Es ist zwei vor zwölf

Das einzigartige Ismaninger Kraut droht auszusterben

Krautbauer Max Kraus präsentiert den klassischen Ismaninger Krautkopf.	Foto: ©Rudolf Böhler/texpics

Krautbauer Max Kraus präsentiert den klassischen Ismaninger Krautkopf. Foto: ©Rudolf Böhler/texpics

Ismaning · »’s krauteste Kraut werd’ z’Ismaning baut!« Was der Volksmund weiß, droht in Vergessenheit zu geraten. Das einst hochgeschätzte und gerühmte Ismaninger Kraut ist dabei auszusterben. Von den einst über hundert Krautbauern des auch als »Krautdorf« bekannten Ismaning sind heute noch zwei übrig geblieben.
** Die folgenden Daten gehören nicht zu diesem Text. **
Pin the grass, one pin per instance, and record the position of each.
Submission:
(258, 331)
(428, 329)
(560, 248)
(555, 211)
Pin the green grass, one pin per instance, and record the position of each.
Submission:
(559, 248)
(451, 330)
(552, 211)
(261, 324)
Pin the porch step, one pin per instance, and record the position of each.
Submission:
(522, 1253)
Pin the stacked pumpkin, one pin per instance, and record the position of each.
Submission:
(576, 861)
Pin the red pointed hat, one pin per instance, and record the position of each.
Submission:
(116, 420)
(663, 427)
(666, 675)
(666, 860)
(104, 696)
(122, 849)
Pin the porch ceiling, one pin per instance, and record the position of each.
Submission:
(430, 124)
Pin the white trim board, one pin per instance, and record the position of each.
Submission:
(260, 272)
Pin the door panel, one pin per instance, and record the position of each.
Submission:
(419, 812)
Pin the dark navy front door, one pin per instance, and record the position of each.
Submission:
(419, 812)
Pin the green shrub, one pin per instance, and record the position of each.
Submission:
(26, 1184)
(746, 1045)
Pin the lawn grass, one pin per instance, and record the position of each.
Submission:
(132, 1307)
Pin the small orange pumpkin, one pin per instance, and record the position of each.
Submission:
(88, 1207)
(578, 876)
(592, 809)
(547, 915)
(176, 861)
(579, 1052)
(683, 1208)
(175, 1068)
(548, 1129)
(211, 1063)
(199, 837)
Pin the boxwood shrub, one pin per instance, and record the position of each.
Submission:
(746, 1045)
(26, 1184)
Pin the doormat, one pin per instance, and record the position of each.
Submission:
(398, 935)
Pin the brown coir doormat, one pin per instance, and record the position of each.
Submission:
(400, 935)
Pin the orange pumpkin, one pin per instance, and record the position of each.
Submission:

Nikolaus Kraus und Max Kraus wollen nicht tatenlos dabei zusehen, wie dieses »landwirtschaftliche Kulturerbe Ismanings« untergeht. Gemeinsam mit dem Verein Slow Food und dessen Münchner Convivium (Ortsgruppe) wollen sie das Kraut wieder bekannt machen. Es ist schon sehr speziell, dieses Ismaninger Kraut. Kennzeichnend ist sein besonderer Bedarf. Denn das Ismaninger Kraut wächst nur in Ismaning. Versuche, diese eigene Weißkrautsorte anderswo anzubauen, sind bisher fehlgeschlagen. Das hängt wahrscheinlich mit dem sogenannten Almboden zusammen. Er enthält eine dicke Kalkschicht und ist in seiner Zusammensetzung eine Seltenheit. Eine Seltenheit, die dem Ismaninger Kraut zu seiner Konsistenz und seinem milden Geschmack verhilft. Seit Jahrhunderten ist die hohe Qualität des Ismaninger Krauts bekannt. Die älteste bekannte Erwähnung ist im Jahr 1509 datiert. Schon damals sicherte sich der Freisinger Bischof seinen Anteil an dem delikaten Gewächs und ließ die Krautköpfe karrenweise an seinen Sitz bringen – 2.500 Stück pro Jahr. Daher stammt auch die Bezeichnung »Bischofskraut«. Selbst aus Tirol kamen die Händler bis nach Ismaning, um das einzigartige Kraut einzukaufen.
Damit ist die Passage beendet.